In spite of the lovely warm, sunny weather, the political and economic storm clouds are definitely threatening, particularly around the question of Brexit.

Although it may seem almost impossible to prepare for what is unknown territory in terms of outcome, there is real merit in financial advisers using the traditionally quieter summer period to get their ducks lined up in terms of worst case scenarios. In the spirit of being helpful, I’ve put together my own quick checklist that advisers may find useful. 

1.    The three Ds: diversification, diversification, diversification

As no-one really knows what will happen to financial markets once we get nearer to having (or not having) a Brexit agreement, it makes sense to check that clients’ portfolios are well diversified. It’s the mantra for our own investment team so it’s worth checking with investment providers to make sure no-one is caught napping. 

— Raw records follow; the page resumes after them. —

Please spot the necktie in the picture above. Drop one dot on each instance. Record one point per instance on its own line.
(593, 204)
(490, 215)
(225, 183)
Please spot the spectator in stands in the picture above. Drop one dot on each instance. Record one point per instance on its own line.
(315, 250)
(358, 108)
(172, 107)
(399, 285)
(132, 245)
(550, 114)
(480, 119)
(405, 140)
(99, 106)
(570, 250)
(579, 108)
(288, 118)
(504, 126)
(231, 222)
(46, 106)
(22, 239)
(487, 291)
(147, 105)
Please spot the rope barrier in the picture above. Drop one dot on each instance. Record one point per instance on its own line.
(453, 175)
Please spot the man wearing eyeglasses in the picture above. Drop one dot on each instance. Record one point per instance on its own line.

2.    MiFID II and the 10% rule

Now is a good time for advisers to review the MiFID II 10% drop rule and check they have robust processes in place. A free-to-download paper we produced earlier this year may help. Reviewing the rules is particularly important for advisers working independently because they are in the front line of managing this process themselves. It’s easy to assume that either the platforms or the discretionary investment providers will contact clients in the event of market drops but our in-house research shows that there is a high level of inconsistency around who is doing what so it’s essential to check. 

3.    Hope for the best but plan for the worst

Developing a plan that can be quickly and easily activated (even if you’re on a beach in Marbella) will not only provide peace of mind, it will help mitigate falling foul of the regulator. It will also demonstrate to clients that you are ‘on it’ and they can rest assured you are managing their best interests at all times. 

You never know, perhaps things will work out to be as fine as this fantastic summer we’re enjoying in the UK. Let’s hope so.